If God is transdimensional, then prayers are not signals traveling through space but are immediately received across all dimensions. Divine action (e.g., miracles) does not break physical laws from outside but introduces higher-dimensional causal influences—analogous to a 3D finger moving a 2D drawing without violating 2D physics locally.

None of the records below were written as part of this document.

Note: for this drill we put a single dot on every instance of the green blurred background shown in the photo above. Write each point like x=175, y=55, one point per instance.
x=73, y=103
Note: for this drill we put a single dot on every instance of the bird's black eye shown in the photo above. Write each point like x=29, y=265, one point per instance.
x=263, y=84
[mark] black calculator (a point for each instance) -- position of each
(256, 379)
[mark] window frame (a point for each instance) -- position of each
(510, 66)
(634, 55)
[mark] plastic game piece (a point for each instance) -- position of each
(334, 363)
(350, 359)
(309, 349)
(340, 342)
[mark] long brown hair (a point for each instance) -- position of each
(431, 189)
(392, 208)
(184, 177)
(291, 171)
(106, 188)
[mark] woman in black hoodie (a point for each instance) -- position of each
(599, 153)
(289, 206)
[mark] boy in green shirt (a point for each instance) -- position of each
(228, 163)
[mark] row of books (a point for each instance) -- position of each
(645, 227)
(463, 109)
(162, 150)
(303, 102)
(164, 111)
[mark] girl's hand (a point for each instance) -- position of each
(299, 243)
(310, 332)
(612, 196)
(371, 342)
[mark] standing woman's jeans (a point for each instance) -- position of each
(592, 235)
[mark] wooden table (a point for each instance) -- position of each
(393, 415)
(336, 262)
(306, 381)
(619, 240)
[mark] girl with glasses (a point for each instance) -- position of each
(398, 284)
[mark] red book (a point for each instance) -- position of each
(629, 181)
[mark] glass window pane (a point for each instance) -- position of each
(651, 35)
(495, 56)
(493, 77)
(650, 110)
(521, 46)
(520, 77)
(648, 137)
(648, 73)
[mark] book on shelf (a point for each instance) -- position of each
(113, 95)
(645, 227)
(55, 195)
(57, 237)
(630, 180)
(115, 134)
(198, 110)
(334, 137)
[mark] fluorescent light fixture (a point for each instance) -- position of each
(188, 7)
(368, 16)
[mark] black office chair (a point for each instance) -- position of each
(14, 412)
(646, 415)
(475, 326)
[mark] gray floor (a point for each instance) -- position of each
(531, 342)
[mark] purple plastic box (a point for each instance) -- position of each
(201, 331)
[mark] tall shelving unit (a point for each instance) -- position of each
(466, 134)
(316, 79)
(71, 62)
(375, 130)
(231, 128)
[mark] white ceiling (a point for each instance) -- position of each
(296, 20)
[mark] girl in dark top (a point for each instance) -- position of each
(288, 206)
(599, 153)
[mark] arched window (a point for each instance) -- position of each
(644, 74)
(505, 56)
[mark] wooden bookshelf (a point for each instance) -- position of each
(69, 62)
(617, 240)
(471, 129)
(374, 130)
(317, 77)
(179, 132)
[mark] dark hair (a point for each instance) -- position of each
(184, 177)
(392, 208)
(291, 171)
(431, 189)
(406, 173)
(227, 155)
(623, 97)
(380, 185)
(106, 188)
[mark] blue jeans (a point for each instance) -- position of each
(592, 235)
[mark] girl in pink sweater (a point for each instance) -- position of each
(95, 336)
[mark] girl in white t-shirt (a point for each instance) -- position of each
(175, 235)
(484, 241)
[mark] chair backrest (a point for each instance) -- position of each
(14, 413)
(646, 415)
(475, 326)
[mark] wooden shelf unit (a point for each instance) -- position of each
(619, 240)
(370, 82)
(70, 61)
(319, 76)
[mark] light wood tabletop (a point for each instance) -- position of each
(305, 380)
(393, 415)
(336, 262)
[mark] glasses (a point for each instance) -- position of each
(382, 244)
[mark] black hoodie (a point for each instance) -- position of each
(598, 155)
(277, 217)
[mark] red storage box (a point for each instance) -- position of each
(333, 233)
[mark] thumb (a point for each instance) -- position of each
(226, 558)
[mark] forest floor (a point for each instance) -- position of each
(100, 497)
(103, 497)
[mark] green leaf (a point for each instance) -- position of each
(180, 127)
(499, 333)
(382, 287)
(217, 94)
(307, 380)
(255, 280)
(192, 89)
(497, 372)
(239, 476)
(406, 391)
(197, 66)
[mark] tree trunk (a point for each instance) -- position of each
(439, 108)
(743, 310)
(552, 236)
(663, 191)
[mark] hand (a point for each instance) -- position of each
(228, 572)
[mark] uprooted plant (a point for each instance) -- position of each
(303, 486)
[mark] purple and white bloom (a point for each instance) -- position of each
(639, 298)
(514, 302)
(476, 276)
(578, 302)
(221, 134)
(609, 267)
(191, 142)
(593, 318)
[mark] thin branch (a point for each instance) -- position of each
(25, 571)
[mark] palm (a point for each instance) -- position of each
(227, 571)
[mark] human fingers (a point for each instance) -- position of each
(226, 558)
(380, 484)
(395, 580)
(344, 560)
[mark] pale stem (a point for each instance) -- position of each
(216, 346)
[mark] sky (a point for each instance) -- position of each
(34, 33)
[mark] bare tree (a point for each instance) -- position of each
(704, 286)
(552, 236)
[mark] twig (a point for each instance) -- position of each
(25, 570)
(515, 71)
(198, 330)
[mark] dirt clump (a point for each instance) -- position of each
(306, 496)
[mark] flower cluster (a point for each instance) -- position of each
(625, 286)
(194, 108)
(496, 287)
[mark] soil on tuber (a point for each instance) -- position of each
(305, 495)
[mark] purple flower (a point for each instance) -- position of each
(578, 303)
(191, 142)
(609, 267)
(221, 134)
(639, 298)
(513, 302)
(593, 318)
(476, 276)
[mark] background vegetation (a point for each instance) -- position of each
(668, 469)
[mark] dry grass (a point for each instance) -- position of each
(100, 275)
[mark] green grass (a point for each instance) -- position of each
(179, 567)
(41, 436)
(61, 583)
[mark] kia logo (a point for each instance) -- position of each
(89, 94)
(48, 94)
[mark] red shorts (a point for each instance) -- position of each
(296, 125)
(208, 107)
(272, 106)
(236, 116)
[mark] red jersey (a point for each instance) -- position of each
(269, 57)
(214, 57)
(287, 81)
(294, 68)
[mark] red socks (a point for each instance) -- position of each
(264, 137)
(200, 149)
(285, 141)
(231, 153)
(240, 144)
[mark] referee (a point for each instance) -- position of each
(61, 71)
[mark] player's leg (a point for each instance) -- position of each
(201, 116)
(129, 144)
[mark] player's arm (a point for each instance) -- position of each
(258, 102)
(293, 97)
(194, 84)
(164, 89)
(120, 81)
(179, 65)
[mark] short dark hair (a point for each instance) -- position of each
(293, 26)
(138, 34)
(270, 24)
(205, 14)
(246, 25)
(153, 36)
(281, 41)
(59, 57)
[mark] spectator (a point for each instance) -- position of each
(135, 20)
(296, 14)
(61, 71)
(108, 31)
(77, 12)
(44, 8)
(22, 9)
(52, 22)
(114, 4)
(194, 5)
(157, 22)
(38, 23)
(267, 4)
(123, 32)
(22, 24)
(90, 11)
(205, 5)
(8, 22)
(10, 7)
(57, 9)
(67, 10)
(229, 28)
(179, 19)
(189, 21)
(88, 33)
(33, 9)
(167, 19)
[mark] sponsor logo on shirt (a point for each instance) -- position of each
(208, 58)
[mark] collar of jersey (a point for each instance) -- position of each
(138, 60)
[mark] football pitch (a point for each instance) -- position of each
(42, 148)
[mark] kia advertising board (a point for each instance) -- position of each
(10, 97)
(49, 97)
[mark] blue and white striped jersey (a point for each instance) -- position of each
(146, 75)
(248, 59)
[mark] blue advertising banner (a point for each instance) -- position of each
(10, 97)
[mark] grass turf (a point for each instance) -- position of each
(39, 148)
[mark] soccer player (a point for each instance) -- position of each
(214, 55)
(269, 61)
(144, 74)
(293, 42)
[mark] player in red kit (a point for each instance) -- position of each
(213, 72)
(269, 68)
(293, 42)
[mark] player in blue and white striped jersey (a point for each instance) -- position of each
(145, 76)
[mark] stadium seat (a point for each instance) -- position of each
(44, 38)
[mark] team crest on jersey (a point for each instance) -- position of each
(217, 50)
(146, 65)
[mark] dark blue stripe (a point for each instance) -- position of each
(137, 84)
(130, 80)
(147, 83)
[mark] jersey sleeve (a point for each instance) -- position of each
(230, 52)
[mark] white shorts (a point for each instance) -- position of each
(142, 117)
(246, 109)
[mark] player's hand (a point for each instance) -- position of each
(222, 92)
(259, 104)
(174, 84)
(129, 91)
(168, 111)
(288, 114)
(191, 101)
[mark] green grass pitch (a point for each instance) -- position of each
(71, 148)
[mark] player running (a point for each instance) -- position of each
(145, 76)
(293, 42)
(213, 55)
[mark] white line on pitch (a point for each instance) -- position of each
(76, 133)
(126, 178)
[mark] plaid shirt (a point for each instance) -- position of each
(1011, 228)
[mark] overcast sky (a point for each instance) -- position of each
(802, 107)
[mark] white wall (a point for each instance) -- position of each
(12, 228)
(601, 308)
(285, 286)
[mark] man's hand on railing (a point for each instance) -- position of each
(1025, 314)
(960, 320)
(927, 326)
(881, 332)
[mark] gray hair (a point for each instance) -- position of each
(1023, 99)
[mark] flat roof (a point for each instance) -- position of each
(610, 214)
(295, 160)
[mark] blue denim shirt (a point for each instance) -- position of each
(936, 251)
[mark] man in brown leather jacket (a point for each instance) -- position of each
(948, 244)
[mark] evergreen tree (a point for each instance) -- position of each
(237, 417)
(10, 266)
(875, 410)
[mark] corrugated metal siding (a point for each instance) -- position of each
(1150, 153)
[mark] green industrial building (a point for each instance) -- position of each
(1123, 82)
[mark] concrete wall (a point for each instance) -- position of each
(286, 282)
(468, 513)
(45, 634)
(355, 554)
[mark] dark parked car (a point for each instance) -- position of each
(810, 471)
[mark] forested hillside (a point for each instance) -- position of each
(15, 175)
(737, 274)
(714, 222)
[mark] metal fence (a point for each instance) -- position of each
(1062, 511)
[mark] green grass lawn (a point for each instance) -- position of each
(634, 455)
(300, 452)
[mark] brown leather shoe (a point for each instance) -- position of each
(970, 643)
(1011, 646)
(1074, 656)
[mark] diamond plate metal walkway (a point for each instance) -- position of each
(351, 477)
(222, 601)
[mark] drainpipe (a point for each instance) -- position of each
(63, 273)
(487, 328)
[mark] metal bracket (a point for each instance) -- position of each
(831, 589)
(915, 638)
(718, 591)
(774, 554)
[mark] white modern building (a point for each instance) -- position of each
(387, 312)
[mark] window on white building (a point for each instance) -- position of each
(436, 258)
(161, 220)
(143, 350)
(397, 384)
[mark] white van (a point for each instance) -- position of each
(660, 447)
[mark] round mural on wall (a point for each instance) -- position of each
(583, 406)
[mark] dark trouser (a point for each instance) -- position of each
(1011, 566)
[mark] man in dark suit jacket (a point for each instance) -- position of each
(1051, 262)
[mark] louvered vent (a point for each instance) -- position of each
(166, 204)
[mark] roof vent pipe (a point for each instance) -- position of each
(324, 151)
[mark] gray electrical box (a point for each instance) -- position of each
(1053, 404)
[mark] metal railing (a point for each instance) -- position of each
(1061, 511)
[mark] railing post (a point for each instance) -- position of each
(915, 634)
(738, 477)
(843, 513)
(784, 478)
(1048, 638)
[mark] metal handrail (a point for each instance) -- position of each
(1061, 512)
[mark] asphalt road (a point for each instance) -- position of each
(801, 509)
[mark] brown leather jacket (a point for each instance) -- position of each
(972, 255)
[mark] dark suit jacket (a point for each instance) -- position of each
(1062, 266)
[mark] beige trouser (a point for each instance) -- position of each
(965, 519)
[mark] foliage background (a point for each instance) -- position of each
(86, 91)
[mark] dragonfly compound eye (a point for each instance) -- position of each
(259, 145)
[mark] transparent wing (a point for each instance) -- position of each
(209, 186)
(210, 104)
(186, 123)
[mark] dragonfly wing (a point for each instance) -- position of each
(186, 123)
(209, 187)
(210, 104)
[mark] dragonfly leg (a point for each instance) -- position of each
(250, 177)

| Model | View of God | Relation to Dimensions | Weakness | |-------|-------------|------------------------|----------| | Classical Theism | Timeless, spaceless | Outside dimensions (extrinsic) | Tends toward deistic absence | | Panentheism | World in God | Dimensions within God | Risks confusing God with cosmos | | Transdimensional Theism | God beyond and through dimensions | Ontologically prior to dimensions | Requires analogical language | Beyond The Cosmos- The Transdimensionality Of God.pdf
Think of it this way: A mathematician is not in the equation. The equation exists because of the mathematician. Dimensions are the equations God wrote to structure reality. He is the Author of the mathematics, not a variable within it. If God is transdimensional, then prayers are not
In the Christian narrative, Jesus Christ is not a demi-god or an enlightened man. He is the Logos—the Transdimensional Being—compressing Himself into the narrow confines of a human body. This is akin to a 3D being (you) compressing yourself into a 2D drawing. You would have to shed your depth, your volume, your ability to see inside objects. The equation exists because of the mathematician
If higher physical dimensions exist, then a being localized in 3D space could still be “higher-dimensional” relative to us. However, a truly transdimensional God would not be localized even in the bulk. Rather, God would be the ground of the bulk itself—the ontological source of dimensionality. This mirrors the distinction between a 2D flatlander and a 3D being (who can see inside closed shapes) but transcends it: God is not a being among beings, even higher-dimensional ones, but ipsum esse subsistens (subsistent being itself).
Imagine a two-dimensional being (a "Flatlander") living on a flat plane. To this being, reality is length and width. A three-dimensional sphere passing through the 2D plane does not appear as a sphere. The Flatlander sees a dot that grows into a circle, then shrinks back to a dot and vanishes. The Flatlander concludes, "There is a magical circle that changes size." He cannot perceive the depth of the sphere.